Palavras -chave: Proctocolite, hipersensibilidade, leite materno.
ABSTRACT
Introduction: Food-protein induced proctocolitis is a non-IgE mediated hypersensitivity reaction, most often triggered by the ingestion of cow’s or soy milk but it has also been recognized in exclusive breastfed infants. It may occur in the first weeks of life and its diagnosis is challenging given the lack of specificity of clinical manifestations, often leading to invasive and unnecessary medical interventions. Clinical report: The authors present a one-month old infant, exclusively breastfed, admitted for bloody stools, irritability and declining oral intake, whose clinical investigation was consecutively negative and whose clinical manifestations reversed after excluding breast milk eviction and introducing of extensively hydrolyzed milk. Conclusions: The exclusion of the triggering food protein usually leads to complete clinical response and no late sequelae. It may be necessary to stop breastfeeding in infants in whom no other cause for hypersensitivity has been identified.
Keywords: proctocolitis; hypersensitivity; breast milk
INTRODUÇÃO
A proctocolite induzida por proteína alimentar (PCIPA) é uma hipersensibilidade alimentar não IgE mediada, cujo mecanismo fisiopatológico não está ainda bem esclarecido1,2,4,6. Leite de vaca e soja são os desencadeantes mais comuns, mas alimentos sólidos podem estar implicados1,2,3,5,6.
A PCIPA pode manifestar -se nas primeiras semanas de vida, de forma aguda ou crónica, sendo a última mais rara, associada a início mais precoce e a sintomas menos exuberantes (vómitos intermitentes, diarreia hemática, má progressão ponderal e letargia)1,4,8 e estando já descrita em recém -nascidos (RN)/lactentes sob aleitamento materno exclusivo6,7,8.

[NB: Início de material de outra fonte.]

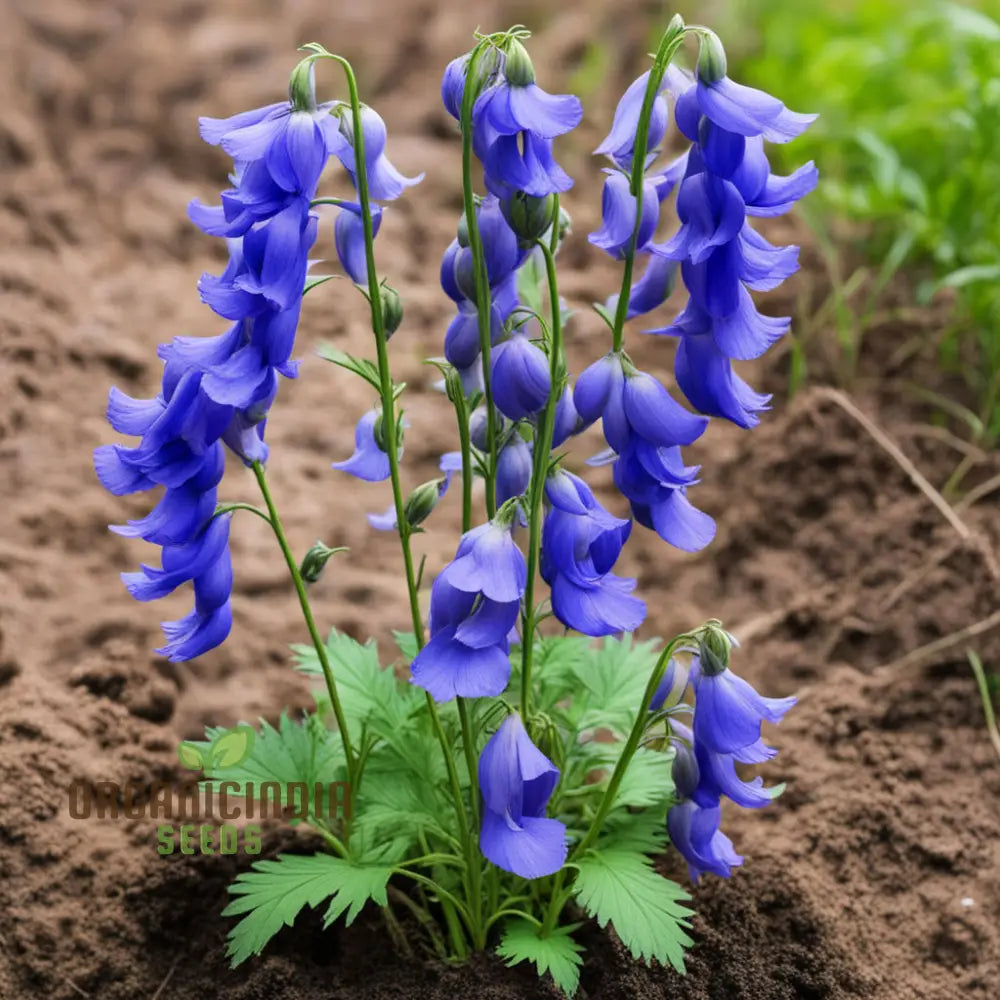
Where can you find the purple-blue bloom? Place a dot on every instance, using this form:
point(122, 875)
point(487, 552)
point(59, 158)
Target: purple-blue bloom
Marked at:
point(581, 542)
point(726, 179)
point(475, 602)
point(370, 460)
point(520, 374)
point(516, 780)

O diagnóstico é essencialmente clínico e muitas vezes tardio, por não haver um teste diagnóstico definitivo ou manifestações cutâneas e respiratórias concomitantes3, com remissão dos sintomas após evicção do agente desencadeante2,3. Implica diagnóstico diferencial com outras situações clínicas de natureza alérgica, infecciosa, cirúrgica, metabólica, hematológica ou imunológica4,9, levando frequentemente a tratamentos desnecessários4.
A maioria adquire tolerância alimentar no primeiro ano de vida, devendo esta ser documentada por prova de tolerância oral2,3.
CASO CLÍNICO
Lactente do sexo masculino, sob aleitamento materno exclusivo desde o nascimento, com adequada progressão ponderal. História de períodos prolongados de choro inconsolável desde o nascimento. Pais com história de asma moderada.
Com um mês de vida submetido a herniorrafia inguinal bilateral. Alta no próprio dia, clinicamente bem e a tolerar leite materno. No mesmo dia, por dejeções com muco e vestígios de sangue, recusa alimentar e irritabilidade, recorreu ao serviço de urgência pediátrico.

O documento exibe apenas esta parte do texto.